Ive no intention of going near any main roads, i know how idiotic drivers are here! What i meant was there any routes people were aware of at places such as Hatta etc, where you could perhaps head of into the hilly areas?


----------



## Maz25 (Jul 6, 2008)

Time Out Dubai had a feature on family friendly routes in the Dubai neighbourhoods a few weeks ago. I posted a link to it in a recent thread.
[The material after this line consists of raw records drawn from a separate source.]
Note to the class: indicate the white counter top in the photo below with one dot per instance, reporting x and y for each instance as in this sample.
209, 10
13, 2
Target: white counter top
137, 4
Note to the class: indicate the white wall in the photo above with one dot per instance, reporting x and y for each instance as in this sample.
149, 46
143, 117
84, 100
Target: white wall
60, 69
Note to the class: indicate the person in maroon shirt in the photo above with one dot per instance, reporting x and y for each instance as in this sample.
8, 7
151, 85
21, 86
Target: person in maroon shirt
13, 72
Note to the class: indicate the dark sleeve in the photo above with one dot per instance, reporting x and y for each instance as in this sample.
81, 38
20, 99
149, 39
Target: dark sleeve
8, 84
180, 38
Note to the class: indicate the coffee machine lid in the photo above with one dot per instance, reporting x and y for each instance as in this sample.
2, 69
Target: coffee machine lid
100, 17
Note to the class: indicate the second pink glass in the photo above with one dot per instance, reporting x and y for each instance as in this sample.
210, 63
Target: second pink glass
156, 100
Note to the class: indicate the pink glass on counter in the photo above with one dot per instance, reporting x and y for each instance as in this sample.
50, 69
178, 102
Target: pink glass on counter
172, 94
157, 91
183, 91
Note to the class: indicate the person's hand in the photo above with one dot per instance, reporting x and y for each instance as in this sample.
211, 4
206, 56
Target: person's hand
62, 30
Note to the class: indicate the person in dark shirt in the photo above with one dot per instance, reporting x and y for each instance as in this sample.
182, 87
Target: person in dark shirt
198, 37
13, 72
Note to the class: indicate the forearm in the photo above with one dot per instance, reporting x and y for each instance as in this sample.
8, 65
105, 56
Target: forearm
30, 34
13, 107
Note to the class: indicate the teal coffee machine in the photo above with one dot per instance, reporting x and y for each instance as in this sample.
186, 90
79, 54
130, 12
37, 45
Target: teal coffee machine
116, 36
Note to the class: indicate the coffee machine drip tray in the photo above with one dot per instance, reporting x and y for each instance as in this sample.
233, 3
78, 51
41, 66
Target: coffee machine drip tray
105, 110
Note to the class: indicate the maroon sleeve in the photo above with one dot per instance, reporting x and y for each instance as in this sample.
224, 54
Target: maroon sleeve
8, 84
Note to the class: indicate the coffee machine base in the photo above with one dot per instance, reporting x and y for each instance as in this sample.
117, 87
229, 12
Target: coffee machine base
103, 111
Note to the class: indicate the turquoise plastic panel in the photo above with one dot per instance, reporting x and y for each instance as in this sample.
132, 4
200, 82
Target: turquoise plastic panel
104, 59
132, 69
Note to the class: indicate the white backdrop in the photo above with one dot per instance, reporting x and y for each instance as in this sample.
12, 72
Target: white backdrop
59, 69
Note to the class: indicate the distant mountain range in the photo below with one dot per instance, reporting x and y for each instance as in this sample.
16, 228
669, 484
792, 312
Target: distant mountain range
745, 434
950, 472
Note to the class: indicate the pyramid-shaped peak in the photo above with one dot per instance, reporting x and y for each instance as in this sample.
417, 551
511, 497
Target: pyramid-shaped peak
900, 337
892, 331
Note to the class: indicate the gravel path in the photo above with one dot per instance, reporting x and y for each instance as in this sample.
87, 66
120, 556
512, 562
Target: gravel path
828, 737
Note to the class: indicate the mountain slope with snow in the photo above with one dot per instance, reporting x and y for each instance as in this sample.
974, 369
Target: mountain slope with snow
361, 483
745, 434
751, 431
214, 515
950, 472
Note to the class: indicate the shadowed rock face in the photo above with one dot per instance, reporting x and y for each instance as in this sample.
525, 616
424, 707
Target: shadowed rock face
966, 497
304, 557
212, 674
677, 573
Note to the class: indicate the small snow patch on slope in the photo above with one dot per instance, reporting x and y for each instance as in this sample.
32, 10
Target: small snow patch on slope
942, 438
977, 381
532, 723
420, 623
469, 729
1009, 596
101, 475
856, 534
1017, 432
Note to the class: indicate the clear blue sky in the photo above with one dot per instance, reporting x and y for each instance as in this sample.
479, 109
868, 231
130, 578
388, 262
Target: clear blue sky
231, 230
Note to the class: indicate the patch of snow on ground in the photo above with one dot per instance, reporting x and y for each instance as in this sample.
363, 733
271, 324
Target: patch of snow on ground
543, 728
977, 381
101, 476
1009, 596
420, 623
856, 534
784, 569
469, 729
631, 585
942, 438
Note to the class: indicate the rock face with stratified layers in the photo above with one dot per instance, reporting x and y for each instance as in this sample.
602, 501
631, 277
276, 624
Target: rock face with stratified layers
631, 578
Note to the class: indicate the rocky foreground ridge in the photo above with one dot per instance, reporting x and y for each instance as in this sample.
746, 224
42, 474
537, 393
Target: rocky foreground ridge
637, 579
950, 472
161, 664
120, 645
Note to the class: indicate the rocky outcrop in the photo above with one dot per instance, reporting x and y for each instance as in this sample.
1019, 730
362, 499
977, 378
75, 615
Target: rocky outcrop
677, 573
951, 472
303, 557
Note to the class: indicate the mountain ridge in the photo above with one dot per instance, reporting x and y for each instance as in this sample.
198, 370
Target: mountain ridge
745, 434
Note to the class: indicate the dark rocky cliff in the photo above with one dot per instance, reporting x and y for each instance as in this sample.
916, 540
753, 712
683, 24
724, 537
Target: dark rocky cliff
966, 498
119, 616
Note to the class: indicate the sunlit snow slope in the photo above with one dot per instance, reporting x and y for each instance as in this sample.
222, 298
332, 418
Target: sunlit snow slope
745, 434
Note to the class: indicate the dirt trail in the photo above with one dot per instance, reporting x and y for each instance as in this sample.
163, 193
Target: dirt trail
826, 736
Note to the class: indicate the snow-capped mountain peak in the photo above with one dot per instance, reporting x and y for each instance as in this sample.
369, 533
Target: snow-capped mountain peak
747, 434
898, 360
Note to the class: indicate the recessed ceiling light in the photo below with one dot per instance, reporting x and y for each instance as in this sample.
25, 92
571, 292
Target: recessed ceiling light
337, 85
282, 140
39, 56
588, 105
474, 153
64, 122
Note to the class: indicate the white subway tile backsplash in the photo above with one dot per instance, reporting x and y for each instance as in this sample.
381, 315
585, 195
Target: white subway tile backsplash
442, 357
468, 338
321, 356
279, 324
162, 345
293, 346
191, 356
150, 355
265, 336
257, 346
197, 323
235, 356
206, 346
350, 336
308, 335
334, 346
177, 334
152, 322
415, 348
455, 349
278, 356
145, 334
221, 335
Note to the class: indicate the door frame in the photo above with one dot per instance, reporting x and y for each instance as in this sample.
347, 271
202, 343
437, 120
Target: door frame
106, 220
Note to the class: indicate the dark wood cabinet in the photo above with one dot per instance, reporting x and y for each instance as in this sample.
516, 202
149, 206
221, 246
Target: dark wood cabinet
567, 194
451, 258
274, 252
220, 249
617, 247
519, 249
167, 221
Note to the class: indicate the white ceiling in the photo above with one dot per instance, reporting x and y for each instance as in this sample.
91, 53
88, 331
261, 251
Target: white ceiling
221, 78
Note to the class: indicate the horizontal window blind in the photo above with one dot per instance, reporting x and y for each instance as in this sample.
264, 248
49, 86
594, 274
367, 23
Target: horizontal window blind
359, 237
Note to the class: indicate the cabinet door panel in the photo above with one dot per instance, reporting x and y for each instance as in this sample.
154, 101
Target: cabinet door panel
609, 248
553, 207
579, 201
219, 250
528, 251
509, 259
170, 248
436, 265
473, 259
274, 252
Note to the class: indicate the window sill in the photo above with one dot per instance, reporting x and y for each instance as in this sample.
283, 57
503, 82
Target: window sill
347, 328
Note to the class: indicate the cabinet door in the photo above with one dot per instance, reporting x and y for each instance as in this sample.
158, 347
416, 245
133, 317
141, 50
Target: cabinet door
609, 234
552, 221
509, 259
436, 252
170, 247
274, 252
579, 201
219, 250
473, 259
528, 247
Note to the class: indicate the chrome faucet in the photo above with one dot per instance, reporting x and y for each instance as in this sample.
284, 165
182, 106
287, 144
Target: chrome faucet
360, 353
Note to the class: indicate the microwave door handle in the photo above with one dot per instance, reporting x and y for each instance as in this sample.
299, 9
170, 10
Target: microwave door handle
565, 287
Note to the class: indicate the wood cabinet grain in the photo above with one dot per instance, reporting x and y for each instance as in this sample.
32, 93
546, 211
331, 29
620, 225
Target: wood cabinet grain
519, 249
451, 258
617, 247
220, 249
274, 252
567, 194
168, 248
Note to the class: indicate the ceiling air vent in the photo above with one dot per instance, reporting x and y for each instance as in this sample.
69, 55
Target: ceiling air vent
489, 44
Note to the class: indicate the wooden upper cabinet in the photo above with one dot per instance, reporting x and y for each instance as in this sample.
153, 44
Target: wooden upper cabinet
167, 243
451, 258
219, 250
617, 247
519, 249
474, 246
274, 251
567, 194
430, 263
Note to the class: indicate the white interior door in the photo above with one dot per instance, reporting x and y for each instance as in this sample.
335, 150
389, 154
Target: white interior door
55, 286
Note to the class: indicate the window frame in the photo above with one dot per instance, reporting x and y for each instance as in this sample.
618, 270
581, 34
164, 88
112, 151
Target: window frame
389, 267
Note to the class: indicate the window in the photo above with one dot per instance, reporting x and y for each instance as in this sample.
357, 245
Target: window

I wouldn't advice on taking your family offroad on a bike, especially as your son is still very young. Places like Hatta are very busy and people drive the exact same way that they do on the main road - the only difference is that they are now offroad. If you really want to do offroad 'biking', it is better to pick one of the quieter routes, with very few cars on them.


----------



## Dazcat (Aug 7, 2008)

Maz25 said:


> Time Out Dubai had a feature on family friendly routes in the Dubai neighbourhoods a few weeks ago. I posted a link to it in a recent thread.
> 
> I wouldn't advice on taking your family offroad on a bike, especially as your son is still very young. Places like Hatta are very busy and people drive the exact same way that they do on the main road - the only difference is that they are now offroad. If you really want to do offroad 'biking', it is better to pick one of the quieter routes, with very few cars on them.


Thanks for the advice, i just used Hatta as an example. Obviously i want to go somewhere with fewer cars and more cycles hence the original post! I am not stupid, i wont put my family at risk. 

Thanks for the Time Out link.


----------



## Anwaruddin (Oct 15, 2010)

Zabeel Park has a safe cycle route.


----------